US 12,437,240 B2
System and method for artificial intelligence driven document analysis, including automated reuse of predictive coding rules based on management and curation of datasets or models
Alan Justin Lockett, Georgetown, TX (US); Verlyn Michael Fischer, Cedar Park, TX (US); Richard Alan Vestal, Jonestown, TX (US); Jesse Abraham Ramos, Austin, TX (US); Robert Duane Harrington, Austin, TX (US); and Brian Daniel Luskey, Austin, TX (US)
Assigned to CS Disco, Inc., Austin, TX (US)
Filed by CS Disco, Inc., Austin, TX (US)
Filed on Jul. 7, 2022, as Appl. No. 17/859,886.
Application 17/859,886 is a continuation of application No. 16/881,274, filed on May 22, 2020, granted, now 11,416,685.
Claims priority of provisional application 62/968,659, filed on Jan. 31, 2020.
Prior Publication US 2023/0004873 A1, Jan. 5, 2023
This patent is subject to a terminal disclaimer.
Int. Cl. G06F 17/00 (2019.01); G06F 40/30 (2020.01); G06N 5/04 (2023.01); G06N 20/20 (2019.01)
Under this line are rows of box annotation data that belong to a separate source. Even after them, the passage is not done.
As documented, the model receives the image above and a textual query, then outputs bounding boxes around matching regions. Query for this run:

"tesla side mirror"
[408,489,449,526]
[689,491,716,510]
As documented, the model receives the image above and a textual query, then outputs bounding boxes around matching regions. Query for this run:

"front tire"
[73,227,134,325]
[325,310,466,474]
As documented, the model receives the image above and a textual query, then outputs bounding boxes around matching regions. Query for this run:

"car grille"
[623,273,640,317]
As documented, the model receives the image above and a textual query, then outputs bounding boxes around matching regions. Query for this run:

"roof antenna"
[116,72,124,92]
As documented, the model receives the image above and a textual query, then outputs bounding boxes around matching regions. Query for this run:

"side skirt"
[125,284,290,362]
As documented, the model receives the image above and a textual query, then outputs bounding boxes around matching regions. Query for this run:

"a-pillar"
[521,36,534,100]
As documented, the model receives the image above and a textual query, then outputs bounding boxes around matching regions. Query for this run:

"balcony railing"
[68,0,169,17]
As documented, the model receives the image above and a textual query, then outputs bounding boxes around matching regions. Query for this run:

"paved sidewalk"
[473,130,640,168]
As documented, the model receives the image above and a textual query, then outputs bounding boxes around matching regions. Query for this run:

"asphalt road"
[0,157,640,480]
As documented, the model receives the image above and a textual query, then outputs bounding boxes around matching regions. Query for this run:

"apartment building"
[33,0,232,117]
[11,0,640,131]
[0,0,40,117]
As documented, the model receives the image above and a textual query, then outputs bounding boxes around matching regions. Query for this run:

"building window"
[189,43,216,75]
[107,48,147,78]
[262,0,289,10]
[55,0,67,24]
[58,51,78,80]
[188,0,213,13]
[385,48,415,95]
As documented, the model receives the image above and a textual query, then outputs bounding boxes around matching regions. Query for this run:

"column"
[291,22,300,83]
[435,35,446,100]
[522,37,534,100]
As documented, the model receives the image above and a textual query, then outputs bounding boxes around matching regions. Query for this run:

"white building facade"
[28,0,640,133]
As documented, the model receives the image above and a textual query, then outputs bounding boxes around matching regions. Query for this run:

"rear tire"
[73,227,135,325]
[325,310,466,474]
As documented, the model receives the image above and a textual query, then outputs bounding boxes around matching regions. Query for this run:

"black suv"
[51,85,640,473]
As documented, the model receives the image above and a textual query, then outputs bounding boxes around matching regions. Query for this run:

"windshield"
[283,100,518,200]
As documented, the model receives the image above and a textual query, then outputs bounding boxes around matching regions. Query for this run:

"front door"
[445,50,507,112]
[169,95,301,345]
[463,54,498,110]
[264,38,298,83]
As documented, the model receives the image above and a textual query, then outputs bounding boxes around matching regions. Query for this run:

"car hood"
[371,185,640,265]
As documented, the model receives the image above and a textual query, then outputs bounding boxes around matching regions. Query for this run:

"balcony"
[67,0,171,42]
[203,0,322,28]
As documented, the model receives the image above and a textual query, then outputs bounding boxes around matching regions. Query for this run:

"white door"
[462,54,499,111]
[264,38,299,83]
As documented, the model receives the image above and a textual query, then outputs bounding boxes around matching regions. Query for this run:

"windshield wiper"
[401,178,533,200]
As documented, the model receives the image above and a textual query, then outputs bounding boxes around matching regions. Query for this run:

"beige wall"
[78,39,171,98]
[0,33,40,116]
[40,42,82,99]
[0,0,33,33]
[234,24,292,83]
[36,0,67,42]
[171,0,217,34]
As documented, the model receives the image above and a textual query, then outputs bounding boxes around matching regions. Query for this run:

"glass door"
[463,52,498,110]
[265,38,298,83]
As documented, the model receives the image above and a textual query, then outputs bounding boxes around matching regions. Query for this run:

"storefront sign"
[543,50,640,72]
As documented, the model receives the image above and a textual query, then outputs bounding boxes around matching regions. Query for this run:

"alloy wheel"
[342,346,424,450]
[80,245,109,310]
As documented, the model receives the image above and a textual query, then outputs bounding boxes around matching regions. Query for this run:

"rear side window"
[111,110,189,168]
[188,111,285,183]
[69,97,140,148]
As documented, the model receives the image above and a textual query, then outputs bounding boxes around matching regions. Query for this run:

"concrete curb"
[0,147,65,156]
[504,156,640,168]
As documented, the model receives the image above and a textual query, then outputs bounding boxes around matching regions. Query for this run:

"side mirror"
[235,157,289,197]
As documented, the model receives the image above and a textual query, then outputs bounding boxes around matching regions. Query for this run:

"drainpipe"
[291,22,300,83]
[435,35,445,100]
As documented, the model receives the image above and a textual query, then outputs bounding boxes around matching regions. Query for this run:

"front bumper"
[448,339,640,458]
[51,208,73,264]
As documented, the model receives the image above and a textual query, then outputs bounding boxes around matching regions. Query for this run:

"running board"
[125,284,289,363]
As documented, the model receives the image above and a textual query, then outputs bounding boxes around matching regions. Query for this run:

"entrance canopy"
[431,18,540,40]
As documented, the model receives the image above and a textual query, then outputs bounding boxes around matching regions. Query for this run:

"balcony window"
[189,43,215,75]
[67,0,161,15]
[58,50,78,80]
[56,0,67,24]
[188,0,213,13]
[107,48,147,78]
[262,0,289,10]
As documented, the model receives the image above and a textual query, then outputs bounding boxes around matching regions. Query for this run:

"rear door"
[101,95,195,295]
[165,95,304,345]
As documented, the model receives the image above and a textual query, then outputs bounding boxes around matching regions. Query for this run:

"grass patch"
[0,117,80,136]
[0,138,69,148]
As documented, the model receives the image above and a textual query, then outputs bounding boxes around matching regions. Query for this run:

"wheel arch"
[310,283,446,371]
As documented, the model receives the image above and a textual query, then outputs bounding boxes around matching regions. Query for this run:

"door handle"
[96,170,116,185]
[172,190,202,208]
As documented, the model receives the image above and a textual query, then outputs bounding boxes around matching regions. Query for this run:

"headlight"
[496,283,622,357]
CPC G06N 20/20 (2019.01) [G06F 40/30 (2020.01); G06N 5/04 (2013.01)] 21 Claims
OG exemplary drawing
 
1. A system for document analysis comprising:
a processor;
a data store, comprising a first corpus of electronic documents and a second corpus of electronic documents; and
a non-transitory computer readable medium comprising instructions for:
receiving an indication that a first code is to be boosted with a second code, wherein the first code is associated with first documents from the first corpus and the second code is associated with a boosting dataset comprising positive signals or negative signals from the second corpus, each positive or negative signal associated with second documents of the second corpus, wherein each positive signal indicates an associated second document of the second corpus belongs to the second code and each negative signal indicates the associated second document of the second corpus does not belong to the second code; and
training a boosting machine learning model adapted to:
generate a probability score for each document of the first corpus, wherein the probability score indicates a likelihood that the document belongs to the first code, based on the boosting dataset including the boosting dataset comprising positive signals or negative signals from the second corpus, including training the boosting machine learning model based on each positive signal or negative signal from the second corpus, such that the boosting machine learning model is trained to generate predictive scores for the first code based on the positive or negative signals from the second corpus associated with the second documents of the second corpus associated with the boosting dataset, wherein the training of the boosting machine learning model further comprises balancing the boosting machine learning model by:
dividing the boosting dataset into a first group comprising the positive signals and a second group comprising the negative signals;
alternately selecting a positive signal from the first group and a negative signal from the second group to form pairs for the training of the boosting machine learning model, until all instances of signals in the first group or the second group have been selected; and
when either the positive or negative group has remaining instances after all instances in the other group have been selected, selecting the remaining instances from the other group until all instances have been selected; and
displaying the probability score to a user.